Today begins the hard part of packing and carrying the makings of my daughter's new life at the first house she has lived in for over ten years. She is a medical transcriptionist working at home on her computer, so her office will be the first project to get in order. Her trailer has done a good job of providing the kind of a moveable home she needed, but she is very happy to move into a real house with room to work, exercise, sew, close doors against pesky pets, and get a little rest.


Comments: 13
I hope this works out for her/you and the puppies... so is the Chief loosing a renter at the same time? Had the dogs caused any trouble?
Drive safe...
I know about moving because of pets. We left that four-bed/three-bath on thirteen acres (way too big for two old women anyhow) because the landlord said NO CATS NO WAY!! Mother has had cats all her life and when Stormy "blew" into our lives one stormy night, I knew we had to move.
Tell your daughter that I totally understand and I salute her! :-)
take care and big hugs...ag
I hate moving, but I will suffer one more move if I need to, into my own home which I'm hoping for before I die.
Hope she has a great 17 months and it turns into a long relationship.
Good luck to both of you.
Her house is about seven miles from me and it will be hard to share the pickup truck.
She still hasn't found anyone to move her trailer and the three dog kennels over there. She moved her four peaceful dogs and most of her eight cats over there today, but the pit bulls are still here in their kennels and dog houses. It's going down to 20 degrees tonight but at least the wind isn't blowing for a change.

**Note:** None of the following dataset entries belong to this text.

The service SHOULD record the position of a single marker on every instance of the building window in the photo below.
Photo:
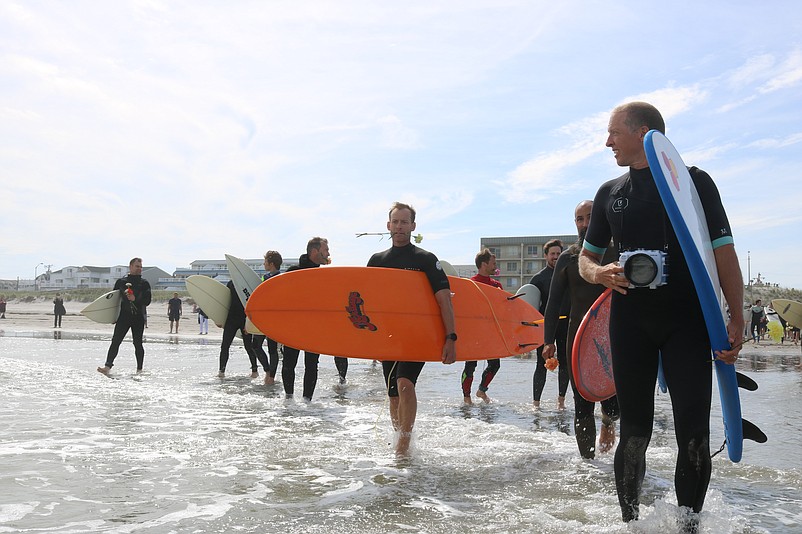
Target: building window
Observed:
(530, 267)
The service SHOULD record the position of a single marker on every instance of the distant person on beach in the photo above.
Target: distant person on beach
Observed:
(203, 322)
(401, 377)
(235, 322)
(486, 264)
(758, 318)
(542, 280)
(317, 254)
(174, 312)
(582, 295)
(59, 310)
(664, 321)
(273, 262)
(136, 296)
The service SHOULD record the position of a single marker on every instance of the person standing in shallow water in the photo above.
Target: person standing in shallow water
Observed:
(136, 296)
(317, 254)
(174, 312)
(486, 264)
(58, 310)
(542, 280)
(582, 295)
(661, 323)
(400, 377)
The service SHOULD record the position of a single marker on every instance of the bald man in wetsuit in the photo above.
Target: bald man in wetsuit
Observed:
(661, 321)
(567, 281)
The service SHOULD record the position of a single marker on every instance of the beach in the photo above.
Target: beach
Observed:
(37, 316)
(176, 449)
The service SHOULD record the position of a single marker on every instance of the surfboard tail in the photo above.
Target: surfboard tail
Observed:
(745, 382)
(751, 431)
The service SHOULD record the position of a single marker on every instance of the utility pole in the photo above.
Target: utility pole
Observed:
(749, 275)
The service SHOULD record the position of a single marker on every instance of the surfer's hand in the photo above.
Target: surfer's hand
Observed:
(728, 356)
(734, 330)
(612, 276)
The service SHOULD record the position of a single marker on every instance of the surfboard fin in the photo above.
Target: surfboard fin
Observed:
(751, 431)
(745, 382)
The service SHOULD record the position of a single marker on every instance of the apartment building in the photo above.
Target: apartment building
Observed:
(519, 258)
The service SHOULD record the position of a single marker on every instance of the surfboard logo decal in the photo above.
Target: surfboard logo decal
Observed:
(672, 169)
(355, 314)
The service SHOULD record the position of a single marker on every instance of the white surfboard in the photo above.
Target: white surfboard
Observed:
(104, 309)
(211, 296)
(687, 216)
(245, 282)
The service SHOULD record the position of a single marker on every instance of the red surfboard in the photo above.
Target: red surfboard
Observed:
(390, 314)
(591, 357)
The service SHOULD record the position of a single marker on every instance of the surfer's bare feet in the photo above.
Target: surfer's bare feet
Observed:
(402, 446)
(607, 436)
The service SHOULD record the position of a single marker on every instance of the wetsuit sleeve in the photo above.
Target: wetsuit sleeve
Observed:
(146, 295)
(557, 292)
(436, 275)
(598, 236)
(717, 223)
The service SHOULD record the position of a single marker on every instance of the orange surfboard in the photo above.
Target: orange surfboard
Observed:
(390, 314)
(592, 357)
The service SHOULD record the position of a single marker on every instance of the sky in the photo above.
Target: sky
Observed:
(186, 130)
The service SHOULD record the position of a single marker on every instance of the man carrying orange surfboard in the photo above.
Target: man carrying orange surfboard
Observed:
(401, 377)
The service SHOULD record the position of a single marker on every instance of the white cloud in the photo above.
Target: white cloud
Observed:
(394, 134)
(789, 74)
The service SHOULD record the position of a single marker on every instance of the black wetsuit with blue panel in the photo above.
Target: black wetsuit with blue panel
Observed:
(646, 323)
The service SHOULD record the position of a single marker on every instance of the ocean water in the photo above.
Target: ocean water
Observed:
(176, 449)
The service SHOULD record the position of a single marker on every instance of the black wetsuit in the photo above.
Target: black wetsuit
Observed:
(542, 280)
(272, 345)
(410, 258)
(59, 311)
(567, 282)
(646, 323)
(131, 318)
(235, 321)
(311, 359)
(493, 364)
(174, 309)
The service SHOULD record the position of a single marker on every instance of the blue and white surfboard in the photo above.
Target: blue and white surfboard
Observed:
(684, 209)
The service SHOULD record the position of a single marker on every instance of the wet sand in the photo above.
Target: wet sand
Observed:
(38, 316)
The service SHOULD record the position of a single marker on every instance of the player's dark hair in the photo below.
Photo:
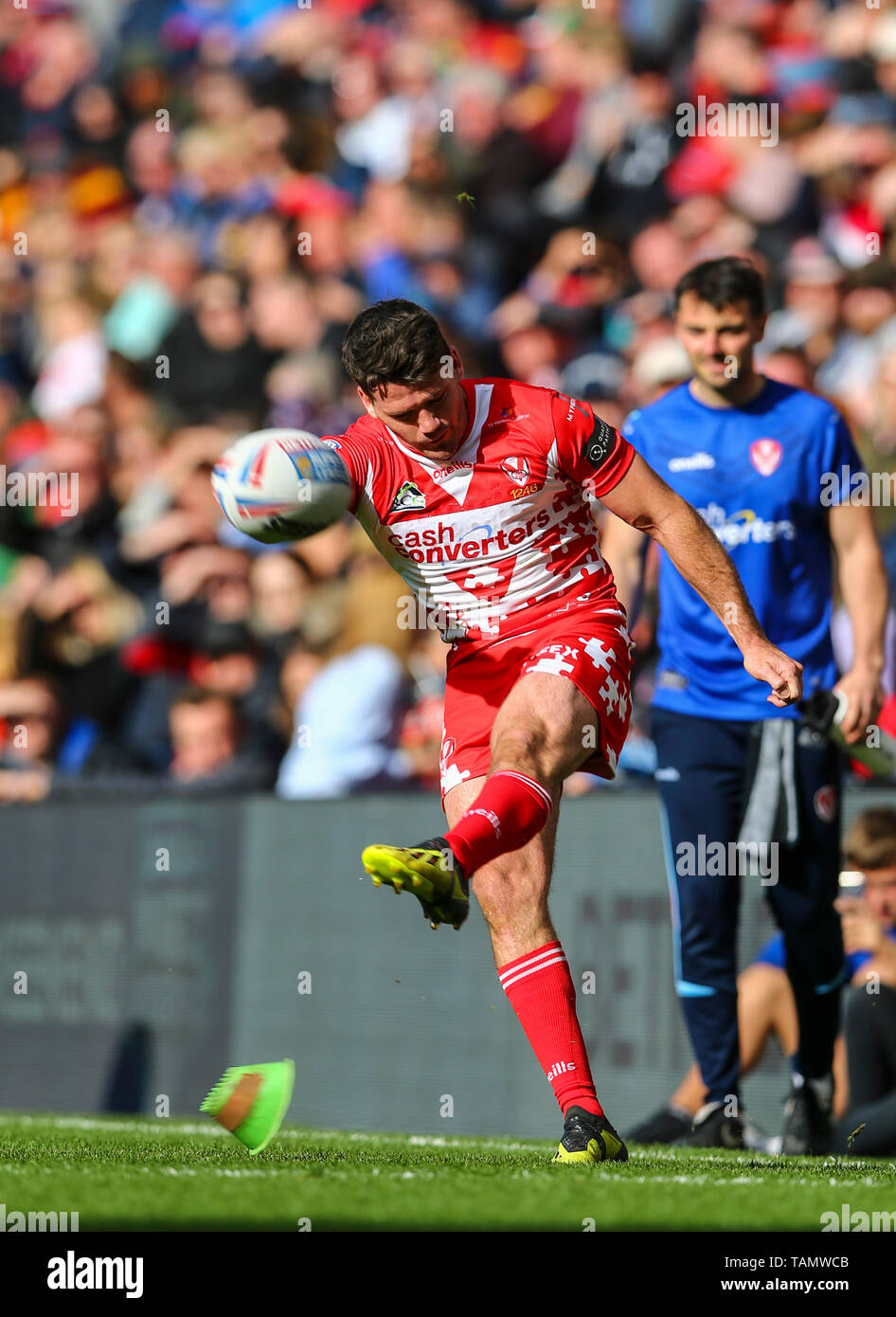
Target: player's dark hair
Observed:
(724, 282)
(869, 841)
(392, 343)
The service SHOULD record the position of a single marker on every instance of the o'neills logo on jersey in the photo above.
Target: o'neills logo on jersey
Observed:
(441, 543)
(516, 469)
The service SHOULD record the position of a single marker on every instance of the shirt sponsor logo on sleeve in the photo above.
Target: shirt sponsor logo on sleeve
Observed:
(695, 462)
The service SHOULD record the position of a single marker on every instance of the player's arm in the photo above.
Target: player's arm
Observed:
(645, 502)
(863, 587)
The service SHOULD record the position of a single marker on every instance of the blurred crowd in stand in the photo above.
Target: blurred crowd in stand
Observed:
(196, 196)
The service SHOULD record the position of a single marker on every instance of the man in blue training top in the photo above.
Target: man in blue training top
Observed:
(756, 459)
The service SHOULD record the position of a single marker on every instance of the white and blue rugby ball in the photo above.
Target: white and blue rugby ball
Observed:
(280, 485)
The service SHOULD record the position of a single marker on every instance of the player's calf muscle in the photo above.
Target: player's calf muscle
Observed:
(543, 732)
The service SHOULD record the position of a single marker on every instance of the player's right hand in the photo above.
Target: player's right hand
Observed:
(766, 662)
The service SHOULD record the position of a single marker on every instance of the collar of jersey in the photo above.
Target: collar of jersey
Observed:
(469, 445)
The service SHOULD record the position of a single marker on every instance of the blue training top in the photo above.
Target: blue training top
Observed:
(757, 476)
(773, 954)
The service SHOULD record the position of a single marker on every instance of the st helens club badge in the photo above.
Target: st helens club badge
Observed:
(825, 803)
(766, 455)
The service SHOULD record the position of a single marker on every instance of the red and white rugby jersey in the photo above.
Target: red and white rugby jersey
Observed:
(506, 526)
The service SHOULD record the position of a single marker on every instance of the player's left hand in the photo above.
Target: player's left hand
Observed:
(863, 699)
(766, 662)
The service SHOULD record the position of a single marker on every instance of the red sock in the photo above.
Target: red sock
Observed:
(541, 990)
(510, 810)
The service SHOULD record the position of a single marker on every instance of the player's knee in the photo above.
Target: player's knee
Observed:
(527, 749)
(508, 891)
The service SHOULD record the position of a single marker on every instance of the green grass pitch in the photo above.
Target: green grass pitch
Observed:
(121, 1174)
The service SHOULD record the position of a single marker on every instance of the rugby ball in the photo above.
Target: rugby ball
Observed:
(280, 485)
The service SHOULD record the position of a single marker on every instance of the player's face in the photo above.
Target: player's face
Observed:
(430, 418)
(881, 894)
(719, 341)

Anna - I started in data processing in 1959 as a key punch operator doing those old punched cards. I worked for the Navy for 13 years and for U.S. Customs and the Border Patrol for 10 years more all in data processing doing different things that all invlved typing as well as other computer support machines.
Lynn - It's good to hear from you! Yes, she is taking her trailer - an old park model she will use for storage or extra room in case her daughters visit. There is another fenced place for my trailer with a little shade. County law forbids people to live in trailers unless it is temporary while they build, or in designated trailer parks, so I would rather stay here alone where I am legal and the rent is cheap with no utility payments.
Emmett - Yes. The chief is losing a renter in this horse camp. I am the only other human being except for the Mexican Kumeyaay cousins across the arroyo by the arena, and horse campers who come in from time to time. No, the dogs haven't really caused trouble except for attacking and badly wounding my big old Smokey Joe. But no how much she denies it, the mother dog looks like a pure bred pit bull and two of the pup show a lot of pit bull blood. The campers have expressed anxiety about camping near a pack of pit bulls, even though they are double fenced. Acey, the large male pup who doesn't look like a pit bull , is really the one who was most damaging to my dog. None of them have shown aggression to people, but sometimes I am afraid of them because of the way they bark at me.
Sandy - When can we stop having to subsidize our kids? I want to go on a cruise to Great Britain. Guess that will never happen.
Jean - I'm hoping for a miracle that will make it possible for Jane to buy the place on a rent-to-own program or do the same on a place farther north near Santa Rosa or Healdsburg where she thinks she would like to live. She can do her medical transcription job anywhere.
Thank you all for your interest in this soap opera and thanks too for your kind comments.